PT Cipta Selera Murni Tbk. (CSMI) menyampaikan jawaban resmi atas Surat Bursa No. S-11268/BEI.PP2/09-2026 tanggal 2 September 2026, yang meminta penjelasan soal kegiatan usaha dan kinerja keuangan perseroan per 30 Juni 2026. Jawaban bernomor 001/OL/CSM-DIR/IX/2026 itu ditandatangani Radino Miharjo selaku Direktur Utama dan disampaikan ke bursa pada 4 September 2026 pukul 16.10. Dalam surat itu, perseroan menjelaskan bahwa saat ini hanya mengoperasikan 4 outlet di wilayah Jawa dan Sumatera di bawah merek NWS Chicken, dengan rencana pembukaan outlet baru untuk 2026 belum ditetapkan karena masih menunggu evaluasi kinerja outlet yang sudah berjalan dan kelayakan lokasi.

Bursa secara spesifik mempertanyakan apakah operasional perseroan dapat tetap berjalan dengan kas dan setara kas yang hanya sebesar Rp237,65 juta per 30 Juni 2026. CSMI menjawab bahwa operasional dipastikan tetap berjalan lewat pengaturan arus kas yang ketat, didukung penerimaan rutin dari piutang usaha dan penjualan harian. Perseroan menyebut pendapatan periode Januari-Juni 2026 naik dibanding periode sama tahun sebelumnya, didorong pertumbuhan volume penjualan, pemasaran yang lebih tepat sasaran, dan perbaikan daya beli konsumen. Namun perseroan tetap membukukan rugi usaha dan rugi bersih, yang menurut manajemen disebabkan oleh tingginya beban operasional, penyesuaian biaya bahan dan jasa, serta investasi ekspansi yang belum sepenuhnya terkompensasi oleh pendapatan.

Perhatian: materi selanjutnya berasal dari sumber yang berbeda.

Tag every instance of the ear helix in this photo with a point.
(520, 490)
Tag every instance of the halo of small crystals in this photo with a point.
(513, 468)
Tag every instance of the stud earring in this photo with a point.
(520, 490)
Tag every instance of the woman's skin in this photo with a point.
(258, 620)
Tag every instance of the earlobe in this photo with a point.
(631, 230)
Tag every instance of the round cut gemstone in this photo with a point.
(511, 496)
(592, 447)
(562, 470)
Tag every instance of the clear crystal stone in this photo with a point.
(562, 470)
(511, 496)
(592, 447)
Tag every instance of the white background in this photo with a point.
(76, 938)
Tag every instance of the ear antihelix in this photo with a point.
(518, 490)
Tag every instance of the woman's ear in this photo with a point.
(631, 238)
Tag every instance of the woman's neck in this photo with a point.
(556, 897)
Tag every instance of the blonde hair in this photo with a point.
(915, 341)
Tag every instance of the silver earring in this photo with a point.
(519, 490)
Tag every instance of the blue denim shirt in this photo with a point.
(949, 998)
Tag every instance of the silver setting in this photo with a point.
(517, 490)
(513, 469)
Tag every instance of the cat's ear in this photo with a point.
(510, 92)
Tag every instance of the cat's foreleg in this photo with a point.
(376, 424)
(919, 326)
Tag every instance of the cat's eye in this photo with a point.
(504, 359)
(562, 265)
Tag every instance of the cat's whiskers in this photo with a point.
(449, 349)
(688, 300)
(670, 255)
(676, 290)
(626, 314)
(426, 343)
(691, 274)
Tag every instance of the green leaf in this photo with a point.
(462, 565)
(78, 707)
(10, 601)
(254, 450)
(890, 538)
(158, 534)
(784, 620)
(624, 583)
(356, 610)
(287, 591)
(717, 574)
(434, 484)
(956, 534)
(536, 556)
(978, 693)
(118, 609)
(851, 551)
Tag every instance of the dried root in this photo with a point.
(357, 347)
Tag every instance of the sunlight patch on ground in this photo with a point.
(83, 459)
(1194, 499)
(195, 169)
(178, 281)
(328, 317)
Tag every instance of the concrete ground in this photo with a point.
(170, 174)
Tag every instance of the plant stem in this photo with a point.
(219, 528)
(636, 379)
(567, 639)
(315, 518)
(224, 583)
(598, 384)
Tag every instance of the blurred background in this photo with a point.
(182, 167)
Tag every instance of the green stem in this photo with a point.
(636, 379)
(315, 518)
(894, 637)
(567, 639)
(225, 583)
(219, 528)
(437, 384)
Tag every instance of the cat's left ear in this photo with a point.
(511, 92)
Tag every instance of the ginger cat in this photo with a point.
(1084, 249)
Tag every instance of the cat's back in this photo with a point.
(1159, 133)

Dari sisi kewajiban, CSMI mencatat utang usaha Rp1,7 miliar per 30 Juni 2026 yang disebut sebagai bagian normal dari siklus bisnis dengan umur sesuai termin pembayaran ke pemasok. Yang jauh lebih besar adalah utang lain-lain kepada PT Cipta Swadaya Murni, pihak berelasi, senilai Rp25,1 miliar, yang menurut perseroan digunakan sebagai tambahan modal kerja dan akan dilunasi dari arus kas operasional masa depan atau lewat pendanaan ulang. Perseroan juga mencatat beban akrual gaji, insentif, dan tunjangan karyawan sebesar Rp5,7 miliar yang akan dibayar dari kas operasional sesuai siklus penggajian rutin. Untuk mitigasi risiko likuiditas, perseroan menyebut strategi mempercepat penagihan piutang, negosiasi ulang jadwal pembayaran dengan pemasok, dan menyiapkan opsi fasilitas pendanaan dari lembaga keuangan bila diperlukan.

Perseroan juga mengungkapkan bahwa pendaftaran merek NWS Chicken di Direktorat Jenderal Kekayaan Intelektual masih dalam proses, terkendala isu kesamaan nama dengan merek lain meski di bidang usaha berbeda. CSMI menyatakan tidak ada kontrak, sumber pendapatan baru, perkara hukum, atau informasi material lain yang bersifat signifikan dan belum diungkapkan ke publik, serta menilai pergerakan harga sahamnya murni akibat mekanisme pasar dan sentimen makroekonomi.